You know that drum & bass is losing its commercial viability when one of its preeminent practitioners turns to improvisational free jazz. Yet, that’s just what’s happened to Spring Heel Jack.

The British duo of John Coxon and Ashley Wales made several well-respected albums during the mid-to-late ’90s, 1996’s debut 68 Million Shades chief among them, that explored the more impressionistic side of drum & bass without totally sacrificing its sense of structure. They also created the music for Everything but the Girl’s groundbreaking “Walking Wounded” single. The turn of the millennium, however, saw them tired of drum & bass’ limitations. Or something like that. In a move precedented maybe only by Talk Talk in the late ’80s, they turned away from their electronics-based roots in favor of raw, earthy free jazz. The “Blue Series” of collaborative efforts was born. Coxon and Wales have subsequently worked with the likes of Spiritualized guitarist (and old pal) Jason Pierce and pianist Michael Shipp, releasing a pair of studio albums and a live collection. Now comes the fourth entry in the series, The Sweetness of the Water.

This time the collaborators are trumpet player Wadada Leo Smith, saxophonist Evan Parker, bassist John Edwards and percussionist Mark Sanders. Coxon and Wales’s performance input is minimal; ironically, the only real members of Spring Heel Jack are reduced to providing background guitar and electronic effects on their own album.

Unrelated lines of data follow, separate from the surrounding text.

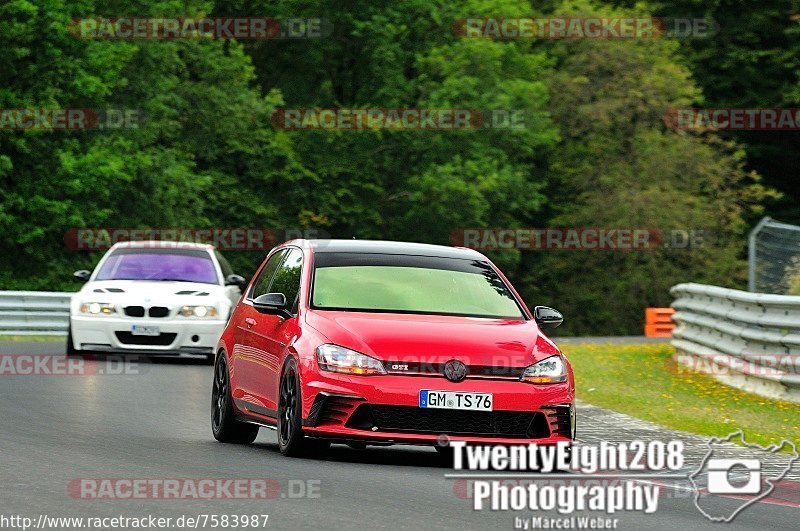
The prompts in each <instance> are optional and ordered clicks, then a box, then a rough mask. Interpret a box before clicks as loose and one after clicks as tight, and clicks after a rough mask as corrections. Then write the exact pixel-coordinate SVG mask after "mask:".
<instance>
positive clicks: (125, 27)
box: [68, 17, 333, 40]
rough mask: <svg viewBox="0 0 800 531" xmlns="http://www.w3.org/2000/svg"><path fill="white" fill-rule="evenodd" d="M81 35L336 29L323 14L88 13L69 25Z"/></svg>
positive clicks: (281, 31)
mask: <svg viewBox="0 0 800 531" xmlns="http://www.w3.org/2000/svg"><path fill="white" fill-rule="evenodd" d="M68 31H69V32H70V34H71V35H73V36H74V37H76V38H79V39H109V40H137V39H238V40H274V39H320V38H323V37H327V36H329V35H330V34H331V33H332V32H333V25H332V24H331V23H330V21H328V20H325V19H321V18H301V17H296V18H280V19H279V18H271V17H201V18H191V17H172V18H147V17H89V18H76V19H73V20H72V21H71V22H70V23H69V25H68Z"/></svg>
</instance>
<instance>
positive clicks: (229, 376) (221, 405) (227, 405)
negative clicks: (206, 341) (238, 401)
mask: <svg viewBox="0 0 800 531" xmlns="http://www.w3.org/2000/svg"><path fill="white" fill-rule="evenodd" d="M211 432H212V433H213V434H214V438H215V439H216V440H218V441H219V442H223V443H231V444H250V443H251V442H253V441H255V440H256V437H257V436H258V426H256V425H253V424H248V423H246V422H241V421H239V420H236V412H235V411H234V410H233V400H232V399H231V378H230V374H229V373H228V359H227V358H226V357H225V353H224V352H220V353H219V355H218V356H217V362H216V364H215V365H214V383H213V386H212V389H211Z"/></svg>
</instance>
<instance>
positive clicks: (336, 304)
mask: <svg viewBox="0 0 800 531" xmlns="http://www.w3.org/2000/svg"><path fill="white" fill-rule="evenodd" d="M314 263H315V266H314V284H313V290H312V300H311V306H312V307H313V308H316V309H320V310H345V311H368V312H394V313H419V314H437V315H460V316H468V317H489V318H502V319H524V315H523V313H522V310H521V309H520V306H519V305H518V304H517V301H516V300H515V299H514V297H513V296H512V294H511V292H510V291H509V289H508V287H507V286H506V285H505V283H504V282H503V281H502V279H500V277H499V276H498V275H497V273H495V271H494V269H492V267H491V266H490V265H489V264H488V263H486V262H481V261H477V260H465V259H458V258H438V257H426V256H404V255H385V254H354V253H319V254H317V255H316V256H315V258H314Z"/></svg>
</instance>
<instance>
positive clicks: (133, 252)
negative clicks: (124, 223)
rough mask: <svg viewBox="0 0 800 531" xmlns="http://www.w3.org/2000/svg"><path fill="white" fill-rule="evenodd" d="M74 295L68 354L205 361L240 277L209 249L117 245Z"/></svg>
mask: <svg viewBox="0 0 800 531" xmlns="http://www.w3.org/2000/svg"><path fill="white" fill-rule="evenodd" d="M75 278H77V279H78V280H81V281H84V282H86V285H85V286H83V288H82V289H81V290H80V291H79V292H78V293H76V294H75V295H73V296H72V303H71V305H70V324H69V335H68V337H67V355H68V356H79V355H81V354H84V353H87V354H88V353H92V352H107V353H117V354H120V353H130V354H143V355H184V354H186V355H202V356H206V357H207V358H208V359H209V360H213V356H214V348H215V347H216V345H217V341H219V337H220V335H221V334H222V330H223V329H224V328H225V323H226V322H227V320H228V317H229V316H230V312H231V308H232V307H234V306H235V305H236V303H237V302H238V300H239V298H240V296H241V289H242V287H243V286H244V285H245V279H244V278H242V277H241V276H239V275H236V274H234V273H233V270H232V269H231V266H230V264H228V262H227V260H225V258H224V257H223V256H222V255H221V254H220V253H219V252H218V251H217V250H216V249H215V248H214V247H213V246H211V245H205V244H196V243H183V242H181V243H178V242H161V241H151V242H147V241H144V242H121V243H117V244H115V245H114V246H113V247H112V248H111V249H109V250H108V252H107V253H106V254H105V256H103V258H102V259H101V260H100V263H99V264H97V267H96V268H95V270H94V272H90V271H86V270H82V271H76V272H75Z"/></svg>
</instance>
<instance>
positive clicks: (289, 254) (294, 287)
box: [270, 249, 303, 308]
mask: <svg viewBox="0 0 800 531" xmlns="http://www.w3.org/2000/svg"><path fill="white" fill-rule="evenodd" d="M302 267H303V252H302V251H300V250H299V249H292V250H290V251H289V253H288V254H287V255H286V259H285V260H284V261H283V263H282V264H281V267H280V269H278V272H277V273H275V278H274V280H273V281H272V287H271V288H270V291H271V292H272V293H283V294H284V295H285V296H286V302H287V304H288V305H289V307H290V308H292V307H294V302H295V300H296V299H297V294H298V293H299V292H300V271H301V269H302Z"/></svg>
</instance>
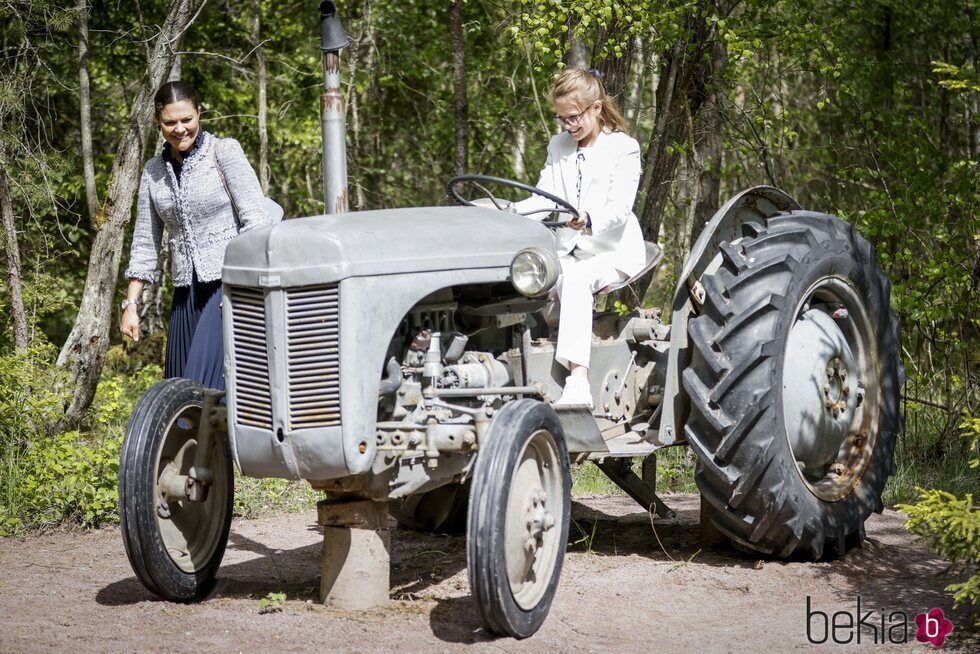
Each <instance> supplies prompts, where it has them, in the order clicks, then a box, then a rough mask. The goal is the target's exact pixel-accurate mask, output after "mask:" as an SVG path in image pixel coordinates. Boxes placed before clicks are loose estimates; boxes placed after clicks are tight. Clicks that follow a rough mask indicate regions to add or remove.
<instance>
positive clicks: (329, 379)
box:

Furthermore, only half of the album’s eight tracks feature both men playing together, although they are in on all the songwriting. But with jazz, you can do that sort of thing.

The Sweetness of the Water, with its minimal album art and stark song titles (the first song on the album is called “Track Four”, etc.) would like to think it’s avant-garde — and it is, inasmuch as it’s a mostly cacophonic, difficult listen. It opens with Smith’s trumpet squealing atonally through shards of guitar, scraping sounds and cascading percussion, and that’s pretty much the template. On “Quintet” a psychedelic organ adds to the high-anxiety atmosphere, but an actual chord doesn’t make itself heard until three tracks in, on the haunting “Lata”. It’s a pretty chord, too, played on a keyboard while bells ring and Parker’s soprano sax goes cuckoo out in front. Just when The Sweetness of the Water is beginning to feel like it has a purpose, though, “Duo” clangs along with all the grace of an extremely large man noisily pillaging a junk yard. Things do get better. On “Track Two”, Edwards’s double bass and Wales’s treated piano hint at a genuine rapport for the first time on the album; by the composition’s end, a bassline has been established — another first. “Autumn”, an extended coda of swelling keyboard noise and prettily chiming bells, is a fitting ending.

Free jazz is such a love-it-or-leave-it affair, and The Sweetness of the Water is no exception. For decades, those who have claimed that John Coltrane’s “difficult” free jazz pieces are nothing more than drug-fuelled rants have been met head on by those who hear them as nothing short of transcendent musical expressions. Regardless of how you hear it, however, The Sweetness of the Water‘s problem is that you’ve heard it before. It’s a more abrasive, vocal-free take on Talk Talk’s Spirit of Eden, or a less funky version of Herbie Hancock’s Mwandishi.

You can’t blame Coxon and Wales for following their musical instincts, but if they’re going to do free jazz, they’re going to have to accept its pitfalls, too. The Sweetness of the Water sounds like a group of musicians tuning up and feeling each other out. If they ever hit their stride together, it wasn’t captured here.